When calculating the angle between two lines in 3D, the dot product and the magnitudes of the direction vectors are crucial. Remember to use the formula \( \cos \theta = \frac{\vec{d_1} \cdot \vec{d_2}}{|\vec{d_1}| |\vec{d_2}|} \), where \( \vec{d_1} \cdot \vec{d_2} \) is the dot product and \( |\vec{d_1}| \) and \( |\vec{d_2}| \) are the magnitudes of the direction vectors. The angle is then found using the inverse cosine function. Pay close attention to the calculation of magnitudes, as the square roots can sometimes lead to tricky simplifications.
The angle \( \theta \) between two lines with direction ratios \( \vec{d_1} = (1, 1, -2) \) and \( \vec{d_2} = (\sqrt{3} - 1, -\sqrt{3} - 1, -4) \) is calculated using the formula:
\[\cos \theta = \frac{\vec{d_1} \cdot \vec{d_2}}{|\vec{d_1}||\vec{d_2}|}.\]
The dot product \( \vec{d_1} \cdot \vec{d_2} \) is:
\[\vec{d_1} \cdot \vec{d_2} = (1)(\sqrt{3} - 1) + (1)(-\sqrt{3} - 1) + (-2)(-4) = \sqrt{3} - 1 - \sqrt{3} - 1 + 8 = 6.\]
The magnitudes are:
\[|\vec{d_1}| = \sqrt{1^2 + 1^2 + (-2)^2} = \sqrt{1 + 1 + 4} = \sqrt{6},\]
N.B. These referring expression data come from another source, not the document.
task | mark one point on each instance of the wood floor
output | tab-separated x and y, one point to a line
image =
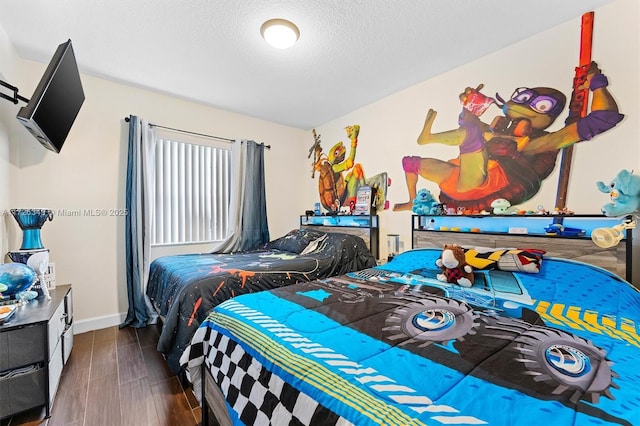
117	377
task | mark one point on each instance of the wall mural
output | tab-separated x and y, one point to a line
504	163
340	177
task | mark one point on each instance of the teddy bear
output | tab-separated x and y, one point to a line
624	191
424	204
455	268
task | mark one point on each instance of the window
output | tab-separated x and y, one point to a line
192	192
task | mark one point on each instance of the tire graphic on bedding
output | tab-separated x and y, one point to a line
566	362
557	362
426	320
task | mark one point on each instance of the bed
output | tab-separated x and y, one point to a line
393	345
184	288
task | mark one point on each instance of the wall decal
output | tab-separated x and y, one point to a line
510	157
338	190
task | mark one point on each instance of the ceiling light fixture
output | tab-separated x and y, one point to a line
280	33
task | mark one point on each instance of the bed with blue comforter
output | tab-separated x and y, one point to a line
393	345
184	288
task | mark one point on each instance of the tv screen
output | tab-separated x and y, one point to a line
53	108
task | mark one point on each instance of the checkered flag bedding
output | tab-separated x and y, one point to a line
258	396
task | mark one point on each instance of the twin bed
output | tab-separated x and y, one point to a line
185	288
392	345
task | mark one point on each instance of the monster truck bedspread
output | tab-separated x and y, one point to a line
184	288
391	345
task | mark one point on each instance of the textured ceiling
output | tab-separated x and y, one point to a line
350	53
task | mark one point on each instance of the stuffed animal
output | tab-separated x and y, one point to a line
455	268
624	191
424	204
501	206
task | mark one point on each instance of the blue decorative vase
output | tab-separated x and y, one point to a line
30	221
15	278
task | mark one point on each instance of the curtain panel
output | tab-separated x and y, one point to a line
248	213
139	202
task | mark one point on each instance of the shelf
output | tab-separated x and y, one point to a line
531	225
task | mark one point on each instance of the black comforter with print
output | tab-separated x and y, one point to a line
185	288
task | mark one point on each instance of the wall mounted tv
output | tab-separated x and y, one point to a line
55	103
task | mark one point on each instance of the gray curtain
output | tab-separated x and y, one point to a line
249	227
139	199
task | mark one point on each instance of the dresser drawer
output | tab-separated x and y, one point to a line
57	325
22	346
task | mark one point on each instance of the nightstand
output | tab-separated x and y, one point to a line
35	344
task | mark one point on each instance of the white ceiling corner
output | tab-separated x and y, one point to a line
350	53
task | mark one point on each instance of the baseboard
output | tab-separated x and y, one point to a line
97	323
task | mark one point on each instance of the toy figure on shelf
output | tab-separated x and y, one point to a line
424	204
510	157
624	192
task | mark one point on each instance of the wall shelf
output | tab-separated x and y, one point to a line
493	231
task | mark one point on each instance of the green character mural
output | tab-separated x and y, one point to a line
509	158
337	189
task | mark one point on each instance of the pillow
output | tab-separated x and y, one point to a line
505	259
295	241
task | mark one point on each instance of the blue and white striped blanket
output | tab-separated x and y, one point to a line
393	346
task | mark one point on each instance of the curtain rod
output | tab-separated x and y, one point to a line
193	133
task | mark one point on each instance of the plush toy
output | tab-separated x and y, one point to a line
624	191
454	266
501	206
424	203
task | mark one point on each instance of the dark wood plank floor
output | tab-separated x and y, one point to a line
117	377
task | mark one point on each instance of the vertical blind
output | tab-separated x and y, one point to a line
191	193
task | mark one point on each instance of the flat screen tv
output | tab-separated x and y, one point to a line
55	104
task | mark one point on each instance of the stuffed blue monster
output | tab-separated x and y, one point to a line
624	191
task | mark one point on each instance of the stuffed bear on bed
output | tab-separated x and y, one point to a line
455	268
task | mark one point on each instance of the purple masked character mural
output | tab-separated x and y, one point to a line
510	157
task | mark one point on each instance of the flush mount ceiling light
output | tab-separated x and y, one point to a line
280	33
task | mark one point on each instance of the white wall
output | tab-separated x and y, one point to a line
389	127
7	108
89	173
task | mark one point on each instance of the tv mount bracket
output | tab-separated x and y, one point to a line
15	97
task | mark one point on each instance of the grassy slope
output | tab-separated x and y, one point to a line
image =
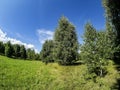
35	75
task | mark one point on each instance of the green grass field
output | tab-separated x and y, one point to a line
34	75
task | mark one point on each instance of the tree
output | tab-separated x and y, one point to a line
2	48
30	54
110	39
16	48
88	49
9	49
66	43
47	51
23	52
93	50
112	8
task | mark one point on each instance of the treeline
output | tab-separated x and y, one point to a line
98	48
17	51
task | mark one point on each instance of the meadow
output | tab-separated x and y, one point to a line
17	74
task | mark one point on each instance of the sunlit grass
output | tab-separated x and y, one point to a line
34	75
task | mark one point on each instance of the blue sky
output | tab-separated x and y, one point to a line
33	21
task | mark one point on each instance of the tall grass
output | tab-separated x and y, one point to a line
34	75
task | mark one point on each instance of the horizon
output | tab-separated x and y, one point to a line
32	22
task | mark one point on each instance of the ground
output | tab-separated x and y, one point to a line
17	74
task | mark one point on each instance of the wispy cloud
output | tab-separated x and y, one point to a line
4	38
44	34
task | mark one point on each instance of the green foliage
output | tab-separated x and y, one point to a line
9	49
30	54
112	8
16	48
47	51
37	76
93	51
23	52
2	48
66	44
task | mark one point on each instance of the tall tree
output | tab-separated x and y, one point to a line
2	48
30	54
16	48
93	50
9	49
47	51
112	8
88	49
109	41
23	52
66	43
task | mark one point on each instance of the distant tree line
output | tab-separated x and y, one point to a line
18	51
98	47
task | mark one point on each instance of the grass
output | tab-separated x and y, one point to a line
34	75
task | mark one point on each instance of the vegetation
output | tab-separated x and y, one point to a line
99	54
66	43
112	8
47	51
18	51
26	75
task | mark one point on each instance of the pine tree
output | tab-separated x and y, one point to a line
23	52
112	11
2	48
16	48
93	50
31	54
88	48
66	43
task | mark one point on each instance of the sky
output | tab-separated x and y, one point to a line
31	22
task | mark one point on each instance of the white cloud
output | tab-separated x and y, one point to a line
4	38
44	34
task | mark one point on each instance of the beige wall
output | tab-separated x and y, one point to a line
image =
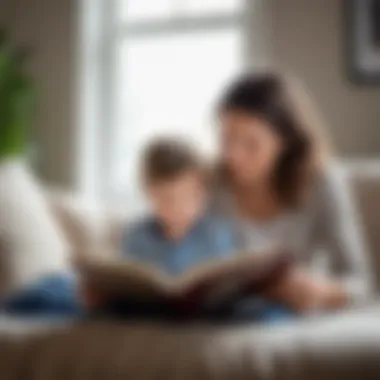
305	37
307	40
48	27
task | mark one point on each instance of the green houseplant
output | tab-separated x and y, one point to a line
31	245
16	101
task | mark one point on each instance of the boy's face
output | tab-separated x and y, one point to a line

\[|\vec{d_2}| = \sqrt{(\sqrt{3} - 1)^2 + (-\sqrt{3} - 1)^2 + (-4)^2} = \sqrt{(3 - 2\sqrt{3} + 1) + (3 + 2\sqrt{3} + 1) + 16} = \sqrt{24} = 2\sqrt{6}.\]
Substituting these values:
\[\cos \theta = \frac{6}{\sqrt{6} \times 2\sqrt{6}} = \frac{6}{12} = \frac{1}{2}.\]
Thus,
\[\theta = \cos^{-1} \left(\frac{1}{2}\right) = \frac{\pi}{3}.\]
The resulting angle is: \(\frac{\pi}{3}\).